The Post reports that Sen. John McCain (R-Ariz.) “strongly defended Secretary of State Hillary Rodham Clinton aide Huma Abedin against unproven accusations that tie her to a supposed conspiracy of the Muslim Brotherhood to infiltrate the U.S. government. McCain said on the Senate floor: ‘Huma represents what is best about America: the daughter of immigrants, who has risen to the highest levels of our government on the basis of her substantial personal merit and her abiding commitment to the American ideals that she embodies so fully.’”
Speaker of the House John Boehner (R-Ohio) weighed in as well: “I don’t know Huma. But from everything that I do know of her, she has a sterling character, and I think accusations like this being thrown around are pretty dangerous.”
Good for McCain and Boehner. The baseless accusations are especially reprehensible coming from elected officials.

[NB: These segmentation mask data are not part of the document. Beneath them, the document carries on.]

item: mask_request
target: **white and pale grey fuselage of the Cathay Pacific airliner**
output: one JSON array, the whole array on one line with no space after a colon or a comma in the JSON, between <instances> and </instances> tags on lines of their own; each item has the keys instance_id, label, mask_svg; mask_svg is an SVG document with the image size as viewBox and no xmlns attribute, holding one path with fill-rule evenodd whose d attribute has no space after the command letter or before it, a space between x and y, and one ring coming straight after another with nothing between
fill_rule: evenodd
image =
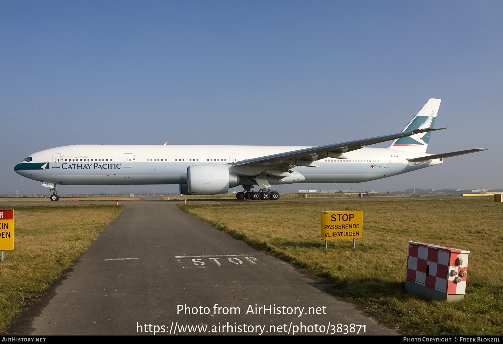
<instances>
[{"instance_id":1,"label":"white and pale grey fuselage of the Cathay Pacific airliner","mask_svg":"<svg viewBox=\"0 0 503 344\"><path fill-rule=\"evenodd\" d=\"M303 148L307 147L72 145L33 153L30 155L31 161L20 162L14 169L23 177L56 185L187 184L188 166L231 164ZM293 167L291 177L268 175L268 181L271 185L361 183L442 162L441 159L434 159L412 163L406 158L429 154L390 148L363 147L345 155L346 159L324 158L314 161L319 167ZM257 167L231 166L229 169L243 177L261 173Z\"/></svg>"}]
</instances>

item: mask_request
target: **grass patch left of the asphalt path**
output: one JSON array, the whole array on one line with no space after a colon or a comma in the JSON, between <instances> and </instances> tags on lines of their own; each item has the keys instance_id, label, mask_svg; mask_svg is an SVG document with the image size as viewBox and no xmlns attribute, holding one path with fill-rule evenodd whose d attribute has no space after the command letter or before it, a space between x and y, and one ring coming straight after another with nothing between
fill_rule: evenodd
<instances>
[{"instance_id":1,"label":"grass patch left of the asphalt path","mask_svg":"<svg viewBox=\"0 0 503 344\"><path fill-rule=\"evenodd\" d=\"M116 218L122 206L9 206L14 250L0 262L0 333Z\"/></svg>"}]
</instances>

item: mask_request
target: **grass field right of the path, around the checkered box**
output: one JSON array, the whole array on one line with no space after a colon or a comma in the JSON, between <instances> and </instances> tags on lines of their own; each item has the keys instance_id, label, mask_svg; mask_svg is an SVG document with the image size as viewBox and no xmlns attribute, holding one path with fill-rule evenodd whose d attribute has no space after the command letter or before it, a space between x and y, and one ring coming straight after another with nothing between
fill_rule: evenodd
<instances>
[{"instance_id":1,"label":"grass field right of the path, around the checkered box","mask_svg":"<svg viewBox=\"0 0 503 344\"><path fill-rule=\"evenodd\" d=\"M407 334L503 334L503 209L492 198L180 205L270 254L333 281L333 293ZM320 240L320 212L363 210L363 238ZM407 240L470 250L465 300L404 291Z\"/></svg>"}]
</instances>

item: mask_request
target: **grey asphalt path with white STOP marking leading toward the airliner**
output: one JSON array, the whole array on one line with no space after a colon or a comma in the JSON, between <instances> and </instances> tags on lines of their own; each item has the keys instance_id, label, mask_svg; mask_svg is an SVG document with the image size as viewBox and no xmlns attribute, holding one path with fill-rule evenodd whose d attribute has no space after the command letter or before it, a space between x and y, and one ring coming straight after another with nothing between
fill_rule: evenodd
<instances>
[{"instance_id":1,"label":"grey asphalt path with white STOP marking leading toward the airliner","mask_svg":"<svg viewBox=\"0 0 503 344\"><path fill-rule=\"evenodd\" d=\"M329 284L193 218L177 203L127 202L8 333L398 334L327 293Z\"/></svg>"}]
</instances>

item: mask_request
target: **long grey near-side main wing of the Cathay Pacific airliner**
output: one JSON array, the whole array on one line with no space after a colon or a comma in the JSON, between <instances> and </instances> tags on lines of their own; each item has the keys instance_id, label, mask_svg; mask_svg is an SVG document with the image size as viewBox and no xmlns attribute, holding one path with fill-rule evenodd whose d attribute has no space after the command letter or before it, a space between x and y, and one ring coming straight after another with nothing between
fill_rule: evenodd
<instances>
[{"instance_id":1,"label":"long grey near-side main wing of the Cathay Pacific airliner","mask_svg":"<svg viewBox=\"0 0 503 344\"><path fill-rule=\"evenodd\" d=\"M266 167L275 168L281 165L295 165L295 166L312 166L318 167L313 161L324 159L326 157L345 159L344 153L363 148L375 143L386 142L401 137L406 137L414 134L419 134L428 131L442 130L448 128L425 128L416 129L407 132L376 136L368 139L348 141L336 144L329 144L324 146L316 146L293 150L279 154L261 156L253 159L246 159L234 162L234 166L250 166L250 167Z\"/></svg>"}]
</instances>

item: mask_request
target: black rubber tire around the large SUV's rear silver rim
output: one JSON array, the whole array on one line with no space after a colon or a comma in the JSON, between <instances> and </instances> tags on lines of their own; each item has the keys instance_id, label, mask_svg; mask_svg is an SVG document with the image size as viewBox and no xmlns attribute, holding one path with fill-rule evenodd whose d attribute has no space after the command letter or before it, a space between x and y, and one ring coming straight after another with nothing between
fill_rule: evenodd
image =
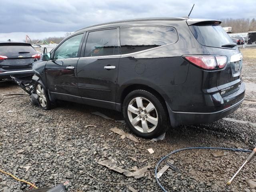
<instances>
[{"instance_id":1,"label":"black rubber tire around the large SUV's rear silver rim","mask_svg":"<svg viewBox=\"0 0 256 192\"><path fill-rule=\"evenodd\" d=\"M144 99L148 100L149 102L151 102L154 105L153 112L155 113L155 115L154 114L153 115L158 119L158 122L157 122L157 126L155 128L154 128L153 124L151 125L151 126L153 126L151 132L144 133L144 132L141 132L138 130L138 129L140 129L140 130L142 129L142 128L140 128L140 125L139 125L139 124L141 124L141 126L142 126L142 119L141 119L141 122L139 122L136 125L137 128L135 128L132 125L132 123L129 119L129 117L130 118L137 118L137 117L142 118L142 116L140 116L139 114L128 112L129 104L134 102L134 100L136 100L136 98L138 98L138 97L143 98L142 106L144 106L145 108L146 108L147 103L146 104L143 103ZM146 100L145 100L145 102L148 102ZM139 108L139 107L137 106L135 108ZM132 132L134 134L136 134L136 136L139 136L142 138L156 138L156 137L160 136L161 134L163 134L164 132L166 132L167 128L169 127L169 118L168 118L168 112L166 110L165 103L160 98L158 98L156 95L154 95L146 90L134 90L134 91L130 92L124 99L122 113L124 116L124 120L126 121L126 124L130 128L130 130L132 130ZM147 114L146 110L141 112L141 114L142 113L143 113L143 115ZM133 114L133 115L131 116L131 114ZM133 116L135 116L135 117L133 117ZM143 118L143 119L147 120L147 118L149 118L148 116L144 116L145 118ZM149 123L149 125L150 125L150 123ZM150 130L150 128L149 128L149 130Z\"/></svg>"}]
</instances>

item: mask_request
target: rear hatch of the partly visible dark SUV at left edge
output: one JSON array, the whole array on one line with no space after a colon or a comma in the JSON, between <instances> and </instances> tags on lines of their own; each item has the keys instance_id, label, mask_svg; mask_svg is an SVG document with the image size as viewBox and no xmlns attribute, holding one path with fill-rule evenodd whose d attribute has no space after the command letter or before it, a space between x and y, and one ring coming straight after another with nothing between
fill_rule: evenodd
<instances>
[{"instance_id":1,"label":"rear hatch of the partly visible dark SUV at left edge","mask_svg":"<svg viewBox=\"0 0 256 192\"><path fill-rule=\"evenodd\" d=\"M32 63L40 59L36 50L28 43L6 42L0 43L0 69L26 70L32 69Z\"/></svg>"}]
</instances>

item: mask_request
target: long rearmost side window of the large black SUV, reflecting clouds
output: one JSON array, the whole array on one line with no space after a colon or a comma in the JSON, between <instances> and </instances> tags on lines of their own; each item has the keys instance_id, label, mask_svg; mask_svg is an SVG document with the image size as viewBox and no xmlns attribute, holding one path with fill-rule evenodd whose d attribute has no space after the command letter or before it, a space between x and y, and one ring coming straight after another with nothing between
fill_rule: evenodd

That said, it is noxious for Democratic operatives, as one did on MSNBC this morning during a roundtable on which I participated, to generalize these sentiments to the entire GOP or to claim former Gov. John Sununu was dabbling in racial politics. (The governor apologized profusely for calling the president un-American and clarified that he was referring to the president’s conception of wealth-creation.) I suspect as time goes on the race card will be played more frequently if the president’s poll numbers dive. That’s how the Democrats play this game. Rather than bemoan the phenomenon, Republicans should make certain not to give their opponents more ammunition. The last thing they should do is give the “racism!” smears legitimacy.